Ma è proprio di questo che parla il prologo: «In principio», «presso Dio» «era il Verbo». C’è, dunque, prima di noi e indipendentemente da noi, un ‘senso’ che pro-voca e chiede un assenso. Anzi, addirittura, si arriva a dire «E il Verbo si fece carne e venne ad abitare in mezzo a noi». Come a dire, la luce si è fatta tenebra per risplendere da dentro le tenebre.

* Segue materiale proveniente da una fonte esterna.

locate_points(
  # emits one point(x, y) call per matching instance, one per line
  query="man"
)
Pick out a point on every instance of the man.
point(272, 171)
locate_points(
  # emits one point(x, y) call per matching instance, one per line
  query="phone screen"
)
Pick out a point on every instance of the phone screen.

«Ma le tenebre non l’hanno accolta», aggiunge sconsolato il testo giovanneo. Si può dire di no alla luce. Come quella giovane che al discorso caduto sulla fede replica annoiata: «Non mi piace». Tenebra è anche questa: una cultura che porta a liquidare il tema religioso in termini di ‘mi piace’ o ‘non mi piace’. Ma la luce non si arrende e si fa strada tra le pieghe della vita, anche dentro le reazioni più sconsolate e tragiche.
E ci offre un indizio da cui ripartire. Il miracolo della nascita. Come i 10 bambini nati ad Amatrice dopo il 24 agosto: Daniel, Diego, Claudio, Matilde, Giulia, Andrea, Antonio, Adriano, Samuele, Cristiana. Bisogna sempre tornare a fissare lo sguardo sull’inizio, sulla nascita, sulla novità. Che non è l’ultima applicazione tecnologica, ma è la vita umana che germoglia e si fa strada in mezzo alle nostre macerie.

A Natale Dio capovolge il nostro sguardo sulla realtà e ci fa sostare davanti al Bambinello che viene in mezzo a noi. Ci vuole il cuore dei pastori che vivono in simbiosi con gli animali di cui si occupano a tempi pieno. Il ‘pastore dell’essere’ è colui che sa curare questa relazione con la vita da custodire e da coltivare. E capire se siamo gente che aiutano a far nascere o a far morire.